Fine dining options disappeared
Sit-down dining disappeared at the majority of truck stops. Health department mandates that stopped in-person dining at truck stops really limited our options. That meant for those that do not like roller dogs and other junk food, you did not have many other options. Yeah, food delivery services like Grubhub and UberEats are available, but not at every spot you park.
Some dine-in restaurants have reopened, or had a larger brand take them over. I’ve seen a lot of Fuddruckers and Qdoba Mexican Eats popping up in place of the old-fashioned buffet bars. I’m also seeing more hot food bars being installed in Pilot and Flying J’s.

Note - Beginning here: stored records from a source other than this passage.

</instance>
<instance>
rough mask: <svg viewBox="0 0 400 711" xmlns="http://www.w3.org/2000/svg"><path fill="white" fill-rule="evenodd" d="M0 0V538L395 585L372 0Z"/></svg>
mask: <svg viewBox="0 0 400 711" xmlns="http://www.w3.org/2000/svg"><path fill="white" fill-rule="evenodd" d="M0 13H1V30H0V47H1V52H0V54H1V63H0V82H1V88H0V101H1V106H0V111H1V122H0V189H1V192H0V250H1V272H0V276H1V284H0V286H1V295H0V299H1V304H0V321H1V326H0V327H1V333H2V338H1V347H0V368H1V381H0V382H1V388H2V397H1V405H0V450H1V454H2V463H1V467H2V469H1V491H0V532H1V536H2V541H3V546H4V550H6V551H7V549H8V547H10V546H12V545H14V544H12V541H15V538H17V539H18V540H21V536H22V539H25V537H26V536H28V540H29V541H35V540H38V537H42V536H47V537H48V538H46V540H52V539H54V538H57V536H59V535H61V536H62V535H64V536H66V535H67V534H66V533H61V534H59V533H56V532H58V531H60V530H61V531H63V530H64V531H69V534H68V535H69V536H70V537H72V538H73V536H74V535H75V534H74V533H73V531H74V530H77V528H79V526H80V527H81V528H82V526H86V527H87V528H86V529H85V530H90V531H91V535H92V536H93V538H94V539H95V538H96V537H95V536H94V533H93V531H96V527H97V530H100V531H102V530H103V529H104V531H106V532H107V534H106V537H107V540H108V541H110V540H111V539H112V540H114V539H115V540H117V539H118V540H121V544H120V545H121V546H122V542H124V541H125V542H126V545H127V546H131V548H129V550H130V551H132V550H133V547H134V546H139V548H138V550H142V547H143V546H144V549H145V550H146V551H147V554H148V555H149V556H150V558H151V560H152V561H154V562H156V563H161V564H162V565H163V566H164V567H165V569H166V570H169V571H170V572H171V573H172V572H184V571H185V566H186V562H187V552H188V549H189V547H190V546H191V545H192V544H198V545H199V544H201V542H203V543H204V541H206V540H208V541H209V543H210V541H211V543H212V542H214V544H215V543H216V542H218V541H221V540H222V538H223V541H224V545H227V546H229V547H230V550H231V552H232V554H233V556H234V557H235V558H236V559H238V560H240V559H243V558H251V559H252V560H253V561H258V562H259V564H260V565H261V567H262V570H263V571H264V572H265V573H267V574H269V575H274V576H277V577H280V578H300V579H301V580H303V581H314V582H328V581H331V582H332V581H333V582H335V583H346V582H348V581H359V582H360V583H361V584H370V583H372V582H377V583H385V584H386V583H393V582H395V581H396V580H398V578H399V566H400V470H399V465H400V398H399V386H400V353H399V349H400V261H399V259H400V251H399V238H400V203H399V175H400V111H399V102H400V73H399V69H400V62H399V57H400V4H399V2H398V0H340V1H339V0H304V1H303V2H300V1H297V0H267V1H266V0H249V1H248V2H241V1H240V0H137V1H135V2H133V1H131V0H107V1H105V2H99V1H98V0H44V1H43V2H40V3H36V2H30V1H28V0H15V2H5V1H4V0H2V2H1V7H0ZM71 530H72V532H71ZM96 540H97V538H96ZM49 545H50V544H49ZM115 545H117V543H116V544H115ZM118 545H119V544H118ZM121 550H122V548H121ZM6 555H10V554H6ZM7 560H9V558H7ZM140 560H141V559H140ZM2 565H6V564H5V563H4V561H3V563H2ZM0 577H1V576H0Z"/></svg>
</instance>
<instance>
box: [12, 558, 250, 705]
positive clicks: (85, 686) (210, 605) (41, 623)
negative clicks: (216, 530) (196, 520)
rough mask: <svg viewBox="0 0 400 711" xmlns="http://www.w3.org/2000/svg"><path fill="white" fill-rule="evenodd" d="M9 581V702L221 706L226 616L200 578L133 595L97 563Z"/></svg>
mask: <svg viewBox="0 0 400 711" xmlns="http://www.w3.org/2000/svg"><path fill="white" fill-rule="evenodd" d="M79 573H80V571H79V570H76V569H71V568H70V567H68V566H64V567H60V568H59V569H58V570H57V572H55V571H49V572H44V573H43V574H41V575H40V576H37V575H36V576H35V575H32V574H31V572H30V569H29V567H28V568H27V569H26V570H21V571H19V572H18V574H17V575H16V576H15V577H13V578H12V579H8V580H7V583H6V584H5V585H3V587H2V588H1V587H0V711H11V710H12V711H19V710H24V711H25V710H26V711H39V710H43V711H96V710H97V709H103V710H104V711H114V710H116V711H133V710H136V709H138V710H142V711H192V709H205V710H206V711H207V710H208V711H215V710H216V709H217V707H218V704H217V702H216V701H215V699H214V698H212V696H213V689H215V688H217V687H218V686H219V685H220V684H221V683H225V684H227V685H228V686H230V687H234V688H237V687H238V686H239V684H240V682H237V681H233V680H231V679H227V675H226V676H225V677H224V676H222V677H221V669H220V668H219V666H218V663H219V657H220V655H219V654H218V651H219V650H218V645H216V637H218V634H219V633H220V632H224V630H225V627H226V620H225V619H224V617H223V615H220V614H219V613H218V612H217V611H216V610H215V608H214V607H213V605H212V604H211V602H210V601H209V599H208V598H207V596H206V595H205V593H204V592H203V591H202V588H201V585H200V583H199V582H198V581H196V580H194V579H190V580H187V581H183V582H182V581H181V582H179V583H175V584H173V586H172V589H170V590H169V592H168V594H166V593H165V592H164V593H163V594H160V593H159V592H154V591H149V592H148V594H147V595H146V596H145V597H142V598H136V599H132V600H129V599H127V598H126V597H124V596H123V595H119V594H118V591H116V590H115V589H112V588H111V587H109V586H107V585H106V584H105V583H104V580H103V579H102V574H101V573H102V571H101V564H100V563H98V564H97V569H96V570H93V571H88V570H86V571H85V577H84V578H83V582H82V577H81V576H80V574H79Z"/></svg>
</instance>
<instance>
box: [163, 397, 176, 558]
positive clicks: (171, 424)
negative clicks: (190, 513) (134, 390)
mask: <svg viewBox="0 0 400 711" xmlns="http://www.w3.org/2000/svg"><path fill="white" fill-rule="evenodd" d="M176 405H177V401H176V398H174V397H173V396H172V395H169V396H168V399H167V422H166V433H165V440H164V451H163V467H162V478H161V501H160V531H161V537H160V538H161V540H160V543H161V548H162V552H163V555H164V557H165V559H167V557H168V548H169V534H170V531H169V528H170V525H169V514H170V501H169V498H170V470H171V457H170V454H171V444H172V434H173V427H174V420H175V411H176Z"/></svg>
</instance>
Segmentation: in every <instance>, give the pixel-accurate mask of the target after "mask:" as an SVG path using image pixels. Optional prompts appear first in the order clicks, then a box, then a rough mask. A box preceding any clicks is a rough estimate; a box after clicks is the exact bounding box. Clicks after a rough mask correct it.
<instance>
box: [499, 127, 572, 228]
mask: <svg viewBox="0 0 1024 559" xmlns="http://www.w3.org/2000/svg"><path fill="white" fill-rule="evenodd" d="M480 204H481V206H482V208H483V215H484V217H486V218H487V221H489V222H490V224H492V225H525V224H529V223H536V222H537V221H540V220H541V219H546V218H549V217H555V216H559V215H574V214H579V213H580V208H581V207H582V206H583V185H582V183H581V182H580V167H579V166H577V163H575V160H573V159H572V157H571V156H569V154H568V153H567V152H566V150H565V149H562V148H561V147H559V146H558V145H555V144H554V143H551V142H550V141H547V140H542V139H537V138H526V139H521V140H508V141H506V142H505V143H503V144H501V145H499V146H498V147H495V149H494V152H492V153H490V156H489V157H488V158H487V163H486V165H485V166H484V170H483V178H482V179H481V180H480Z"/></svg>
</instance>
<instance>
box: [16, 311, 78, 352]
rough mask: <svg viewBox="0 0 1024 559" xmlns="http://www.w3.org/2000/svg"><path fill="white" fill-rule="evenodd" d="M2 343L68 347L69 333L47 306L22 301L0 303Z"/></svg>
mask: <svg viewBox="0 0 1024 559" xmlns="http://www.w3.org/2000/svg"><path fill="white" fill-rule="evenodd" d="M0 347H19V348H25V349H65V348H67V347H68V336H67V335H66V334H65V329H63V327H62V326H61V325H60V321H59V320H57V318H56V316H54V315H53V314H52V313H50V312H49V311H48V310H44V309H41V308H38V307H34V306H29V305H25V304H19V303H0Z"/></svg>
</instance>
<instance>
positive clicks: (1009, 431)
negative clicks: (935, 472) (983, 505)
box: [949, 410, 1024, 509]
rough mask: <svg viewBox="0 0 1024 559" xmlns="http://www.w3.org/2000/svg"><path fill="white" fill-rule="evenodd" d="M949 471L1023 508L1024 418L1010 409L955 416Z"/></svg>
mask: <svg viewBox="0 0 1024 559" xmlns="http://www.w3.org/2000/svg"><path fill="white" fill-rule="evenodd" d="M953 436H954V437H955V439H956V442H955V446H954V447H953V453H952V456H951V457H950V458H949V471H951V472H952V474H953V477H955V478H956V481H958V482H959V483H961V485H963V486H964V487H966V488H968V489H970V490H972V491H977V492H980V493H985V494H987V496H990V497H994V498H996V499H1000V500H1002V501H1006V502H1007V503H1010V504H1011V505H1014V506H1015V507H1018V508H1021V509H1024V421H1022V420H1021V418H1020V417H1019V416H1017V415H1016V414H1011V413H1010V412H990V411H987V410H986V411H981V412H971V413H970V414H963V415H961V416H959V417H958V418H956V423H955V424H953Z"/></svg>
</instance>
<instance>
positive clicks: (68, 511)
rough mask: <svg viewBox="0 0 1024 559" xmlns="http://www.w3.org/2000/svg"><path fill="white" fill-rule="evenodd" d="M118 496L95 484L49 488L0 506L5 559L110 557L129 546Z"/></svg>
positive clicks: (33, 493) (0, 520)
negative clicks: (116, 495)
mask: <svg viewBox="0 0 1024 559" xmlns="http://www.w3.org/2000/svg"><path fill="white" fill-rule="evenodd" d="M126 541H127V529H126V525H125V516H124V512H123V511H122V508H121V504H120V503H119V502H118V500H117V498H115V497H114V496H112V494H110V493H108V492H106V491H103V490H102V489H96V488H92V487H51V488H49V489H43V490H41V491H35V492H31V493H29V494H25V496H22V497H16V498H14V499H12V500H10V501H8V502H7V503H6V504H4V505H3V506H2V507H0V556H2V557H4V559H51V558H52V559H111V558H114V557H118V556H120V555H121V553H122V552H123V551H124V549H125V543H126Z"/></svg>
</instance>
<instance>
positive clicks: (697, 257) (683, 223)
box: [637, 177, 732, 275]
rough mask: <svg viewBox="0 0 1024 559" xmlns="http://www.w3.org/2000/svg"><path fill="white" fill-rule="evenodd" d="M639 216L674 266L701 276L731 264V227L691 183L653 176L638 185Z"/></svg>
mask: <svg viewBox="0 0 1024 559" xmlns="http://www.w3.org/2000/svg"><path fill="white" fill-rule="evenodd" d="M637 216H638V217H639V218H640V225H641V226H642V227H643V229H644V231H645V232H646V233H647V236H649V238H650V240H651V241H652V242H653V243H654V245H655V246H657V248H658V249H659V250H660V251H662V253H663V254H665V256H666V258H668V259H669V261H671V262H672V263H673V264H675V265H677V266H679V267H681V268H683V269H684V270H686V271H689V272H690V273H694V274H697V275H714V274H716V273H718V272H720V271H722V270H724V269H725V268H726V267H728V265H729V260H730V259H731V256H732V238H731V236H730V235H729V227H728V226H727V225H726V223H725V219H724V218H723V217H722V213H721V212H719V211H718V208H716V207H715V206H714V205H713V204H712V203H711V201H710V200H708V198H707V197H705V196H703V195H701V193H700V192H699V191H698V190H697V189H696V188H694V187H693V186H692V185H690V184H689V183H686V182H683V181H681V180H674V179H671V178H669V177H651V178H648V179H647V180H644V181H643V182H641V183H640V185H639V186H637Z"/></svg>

Clean clothes make for a professional image
Laundry is mostly done at night. “Airing your dirty laundry” is something most don’t want to do in front of others. We also stand guard over the washers and dryers due to laundry thieves. But finding the places with “working” laundry facilities is difficult. Usually only the larger brands carry them, such as Flying J, Petro and TA Travel Centers. Love’s has started putting laundromats in new store builds, but there’s no room to add them in the older stores.
You must have some faith out on these roads
Chapels are one of the hardest to find options out on the road. There are times when you need to decompress and seek answers from your faith. There are chapels set up at some truckstops. Local pastors come to the truckstops and offer rides down to their church. Most are Christian, though some mosques and synagogues have shuttles at locations where those religions are more prevalent.
Some drivers just want to sit back and pull the slot machine handle
Some drivers like to kick back and relax in the casino or pool room if a truckstop has them. However, gambling rooms and arcades with gaming cabinets and pool tables were shuttered during the pandemic. I’m not a real big fan of putting money in a machine in hopes of winning it big and retiring. But I will play a few rounds of snooker and hopefully avoid the freight lane’s pool shark. But with the capabilities of modern phones and laptops, one can be entertained without the need of going inside.
So, have things gotten better on the road?
The answer to that question is “yes” and “no.” Things changed, that’s for sure. We have different options available now, but still not at the pre-COVID level. There are still shuttered buffets and closed arcade rooms. Some have been converted into permanent storerooms. Others just collect dust until someone wants to lease the room. Truckstop operators know that there is a shortage of support services, and are adding them to the blueprints of new builds. But it will still be a while before we are the levels we were before.